To answer your question, yes, normally the weapons drop in separate equipment pods, which is one reason that pioneer units usually dropped in gliders as well, to retain better unit cohesion and control of the all-important heavy equipment. There was a whole load of problems with the German airborne system... single-riser chutes when pilots had double-riser steerable chutes, a landing that required a forward roll (and hence that you be FACING the direction you came down, which can't be guaranteed, especially without steering) rather than a PLF, no equipment bag on the individual trooper... basically, it was an experimental system that someone decided was good enough to use as the field model, rather than developing a monkey-proof airborne delivery system. They were fortunate in that the troops who had to execute it in the field were absolutely first-rate, but they could have done so much better. In game terms, Hitler researched just the tech that allows for airdrop missions, and ignored anything else that gives a bonus to air assault missions.

And yes, Lodz pretty much knocks out the Polish air force, plus it speeds up Rundstedt's infantry, who need it. The hard part of the Polish campaign is getting the infinitely-slower footsloggers to Warsaw, because PzKpfW II + city = dead tank.
 
37. Westerplatte

Alongside SMS Königsberg
Danzig, Poland
0600, 29 August 1939


Oberleutnant Wilhelm Henningsen was nervous. There was no other description for it. In four whaleboats, his men huddled miserably against each other, the harbor channel very calm with Westerplatte shielding it from the sea. It was not that they were seasick - it was that they were crowded, and unlike Memel, there was no hope of a welcome reception in Danzig. Henningsen knew that some of his men, at least, would not return today.

Intelligence said that the Polish garrison was a hundred and fifty men, but they had the edge, since they were on shore. Henningsen knew that their attack would have to rely on speed and shock - traits that, if he were truly honest, his marines were short on, having spent most of their careers as shipboard guards. "Oars," he muttered, and they pushed off from the ship. They had argued about motors, and decided against it. This way, there was a tiny chance of a surprise landing. If shots were fired, they had outboards on board, and could get them to work immediately, but if not, they needed every edge they could get.

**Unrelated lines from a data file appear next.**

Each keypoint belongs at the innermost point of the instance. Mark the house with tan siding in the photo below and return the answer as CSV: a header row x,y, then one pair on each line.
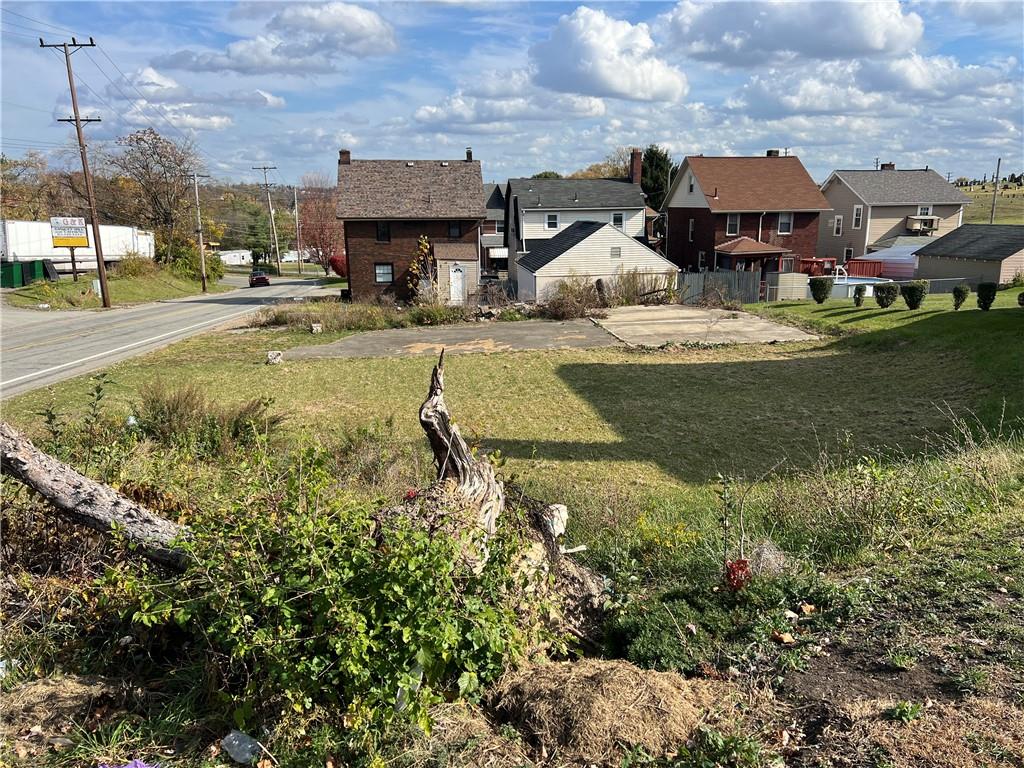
x,y
872,209
592,250
981,253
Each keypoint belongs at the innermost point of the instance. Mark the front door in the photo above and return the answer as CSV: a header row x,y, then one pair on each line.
x,y
457,285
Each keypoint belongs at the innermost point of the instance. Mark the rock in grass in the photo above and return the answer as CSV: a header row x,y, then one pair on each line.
x,y
241,747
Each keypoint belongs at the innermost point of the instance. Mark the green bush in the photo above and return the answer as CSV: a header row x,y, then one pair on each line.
x,y
821,289
986,295
186,266
185,418
886,294
913,293
301,597
961,294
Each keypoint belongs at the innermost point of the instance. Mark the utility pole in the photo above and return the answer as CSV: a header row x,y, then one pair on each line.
x,y
298,240
100,266
199,228
995,190
269,205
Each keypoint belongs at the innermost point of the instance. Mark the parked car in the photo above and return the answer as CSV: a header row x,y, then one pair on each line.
x,y
258,278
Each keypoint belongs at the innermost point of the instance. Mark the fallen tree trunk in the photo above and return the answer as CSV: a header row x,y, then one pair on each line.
x,y
89,503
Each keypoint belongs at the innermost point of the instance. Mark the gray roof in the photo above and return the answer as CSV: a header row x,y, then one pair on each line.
x,y
978,242
919,186
494,201
411,189
566,194
547,251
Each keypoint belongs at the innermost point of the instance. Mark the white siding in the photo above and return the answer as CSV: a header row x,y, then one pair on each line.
x,y
592,259
534,224
682,198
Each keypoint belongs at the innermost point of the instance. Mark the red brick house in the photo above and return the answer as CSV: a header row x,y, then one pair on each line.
x,y
755,214
387,205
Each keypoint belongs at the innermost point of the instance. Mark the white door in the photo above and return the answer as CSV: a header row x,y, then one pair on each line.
x,y
457,285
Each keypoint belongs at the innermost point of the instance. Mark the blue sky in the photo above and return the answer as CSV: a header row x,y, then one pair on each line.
x,y
530,86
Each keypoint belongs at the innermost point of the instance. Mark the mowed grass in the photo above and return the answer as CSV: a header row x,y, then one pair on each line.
x,y
67,294
1009,207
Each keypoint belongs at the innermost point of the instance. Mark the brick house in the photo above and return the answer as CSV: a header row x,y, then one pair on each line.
x,y
754,214
387,205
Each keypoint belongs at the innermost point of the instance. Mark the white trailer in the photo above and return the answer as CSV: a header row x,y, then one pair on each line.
x,y
31,241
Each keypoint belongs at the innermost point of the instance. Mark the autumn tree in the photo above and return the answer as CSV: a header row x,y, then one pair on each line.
x,y
323,236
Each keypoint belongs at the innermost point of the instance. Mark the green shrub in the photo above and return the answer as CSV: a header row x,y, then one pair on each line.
x,y
961,294
821,289
184,418
300,597
913,293
134,265
885,294
986,295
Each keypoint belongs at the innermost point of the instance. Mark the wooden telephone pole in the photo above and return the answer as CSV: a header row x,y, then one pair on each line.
x,y
90,194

The boats nosed through the waves until they grated ashore, keels scraping, and Henningsen winced. He leapt from the boat, boots scuffing the gravel beach, and surveyed his surroundings. There was a man-high brick wall just inland from the beach, surrounding the Polish depot, and he knelt, gesturing for one of his troops to bring up the lantern. The marine scrambled over with it, and Henningsen braced it on his knee, orienting toward the Königsberg and giving three quick flashes of light - the landing signal. The response was impossible to miss, or misinterpret. The ship's three triple fifteen-centimeter turrets roared out at the Westerplatte, aimed at the brick wall, and the marines took cover.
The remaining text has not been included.